14 Local is not Parochial
CC: BRITTA PETERS works as a curator with a focus on art in public space. Since 2018, she has been the artistic director of Urbane Künste Ruhr, a decentralized institution for contemporary art in the Ruhr region. Previously, she was curator of Skulptur Projekte Münster 2017 in a team with Kasper König and Marianne Wagner and, in addition to various freelance projects, director of Kunstverein Harburger Bahnhof in Hamburg from 2008 to 2011. For the years 2020–2022 she is a member of the jury for art in public space in Vienna.
Is Atze Schröder a Local Artist? AN ESSAY ABOUT RESIDENTIAL STREETS, REGIONAL VEGETABLES AND INTERNATIONAL EXCHANGE Text: Britta Peters Translation: Good and Cheap Art Translators
Roderick Buchanan, The Hexagon Pitch, Ruhr Ding: Territorien Urbane Künste Ruhr 2019, Photo: Henning Rogge
I recently happened to read that the comedian Atze Schröder, the Ruhr icon par excellence, has been living in Hamburg for years and is very happy there. Well, would you look at that! Is he still considered a local artist now, or has he become someone else overnight for his local fans? A Hamburg big cheese? This snippet likely also caught my eye because, as the director of the institution Urbane Künste Ruhr, I am frequently faced with discussions about the regional origins of the participating artists. Once, I wearily tried to counter the conflict by referencing the actual participation of Ruhr-based artists and groups in the last few projects.
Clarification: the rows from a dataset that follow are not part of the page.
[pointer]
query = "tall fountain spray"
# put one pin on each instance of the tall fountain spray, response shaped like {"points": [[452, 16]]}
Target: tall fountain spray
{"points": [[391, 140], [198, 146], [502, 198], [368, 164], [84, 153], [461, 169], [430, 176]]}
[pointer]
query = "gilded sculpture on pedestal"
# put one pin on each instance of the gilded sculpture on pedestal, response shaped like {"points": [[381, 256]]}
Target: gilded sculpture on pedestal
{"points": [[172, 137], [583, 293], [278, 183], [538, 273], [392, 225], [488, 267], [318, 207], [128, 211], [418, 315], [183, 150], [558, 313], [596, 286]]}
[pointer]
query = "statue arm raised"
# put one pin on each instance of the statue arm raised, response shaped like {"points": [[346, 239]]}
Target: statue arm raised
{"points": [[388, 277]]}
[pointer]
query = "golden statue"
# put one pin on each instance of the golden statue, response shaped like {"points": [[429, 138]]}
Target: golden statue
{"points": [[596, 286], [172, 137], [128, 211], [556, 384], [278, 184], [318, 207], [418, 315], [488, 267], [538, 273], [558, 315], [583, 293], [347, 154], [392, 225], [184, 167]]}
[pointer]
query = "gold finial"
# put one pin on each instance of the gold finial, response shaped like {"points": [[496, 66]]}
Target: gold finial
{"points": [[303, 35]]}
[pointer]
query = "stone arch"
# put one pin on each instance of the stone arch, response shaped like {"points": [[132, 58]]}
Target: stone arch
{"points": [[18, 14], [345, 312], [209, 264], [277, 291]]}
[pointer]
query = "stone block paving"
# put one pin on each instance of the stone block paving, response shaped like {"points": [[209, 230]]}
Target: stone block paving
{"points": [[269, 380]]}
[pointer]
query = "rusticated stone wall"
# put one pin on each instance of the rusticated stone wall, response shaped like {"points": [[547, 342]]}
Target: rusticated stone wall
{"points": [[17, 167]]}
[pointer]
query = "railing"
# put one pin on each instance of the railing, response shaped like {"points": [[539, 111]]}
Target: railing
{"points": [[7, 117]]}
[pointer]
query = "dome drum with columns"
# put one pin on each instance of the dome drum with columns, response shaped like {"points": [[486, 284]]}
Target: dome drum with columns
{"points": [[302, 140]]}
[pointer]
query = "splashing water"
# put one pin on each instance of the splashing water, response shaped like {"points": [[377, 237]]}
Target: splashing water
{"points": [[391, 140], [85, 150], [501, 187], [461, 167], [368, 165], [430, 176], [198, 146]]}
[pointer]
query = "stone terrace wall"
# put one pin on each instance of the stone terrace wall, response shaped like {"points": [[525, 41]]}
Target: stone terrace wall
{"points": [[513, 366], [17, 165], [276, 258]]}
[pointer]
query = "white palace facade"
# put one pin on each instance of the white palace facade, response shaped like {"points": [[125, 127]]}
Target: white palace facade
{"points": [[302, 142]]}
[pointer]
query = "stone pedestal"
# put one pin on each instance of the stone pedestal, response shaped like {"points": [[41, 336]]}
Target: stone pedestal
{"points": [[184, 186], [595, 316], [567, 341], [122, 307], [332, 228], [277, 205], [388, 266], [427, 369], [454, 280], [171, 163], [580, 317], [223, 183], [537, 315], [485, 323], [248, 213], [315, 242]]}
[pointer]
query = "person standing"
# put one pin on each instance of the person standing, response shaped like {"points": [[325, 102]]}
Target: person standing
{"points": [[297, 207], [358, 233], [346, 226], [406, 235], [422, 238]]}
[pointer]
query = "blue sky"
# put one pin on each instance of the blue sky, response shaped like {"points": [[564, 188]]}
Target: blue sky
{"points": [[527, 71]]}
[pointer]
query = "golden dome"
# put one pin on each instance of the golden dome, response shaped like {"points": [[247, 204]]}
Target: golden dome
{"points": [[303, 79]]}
For contrary to the perception of a few – who are all the more vociferous for it – they are not a minority, and due to the site-specific work and the number of collaborations, there is already a strong grounding in the region. As I recited this list, the conversation ended up on the following track: a good ten artists living in the Ruhr region,
as well as the acknowledgement of one who had already died, and yes, this artist counts too: he lives in Leipzig now, but he was born and raised in Duisburg. As soon as I said it, it felt one hundred percent wrong. I had entered into a game whose rules were not only inscrutable but above all absurd. Thinking in terms of categories of origin as a criterion for inclusion or exclusion inevitably leads to a dead end one way or another – and all the more so with regard to spatial and cultural migration movements that are even greater than from Duisburg to Leipzig or from the Ruhr to Hamburg. Unless the information on a curriculum vitae is filled with content, it remains meaningless. The various environments and influences to which a person is exposed can only be understood as potential shaping factors. They say nothing about the intensity and nature of someone’s experiences, and certainly nothing about the quality of potential art projects.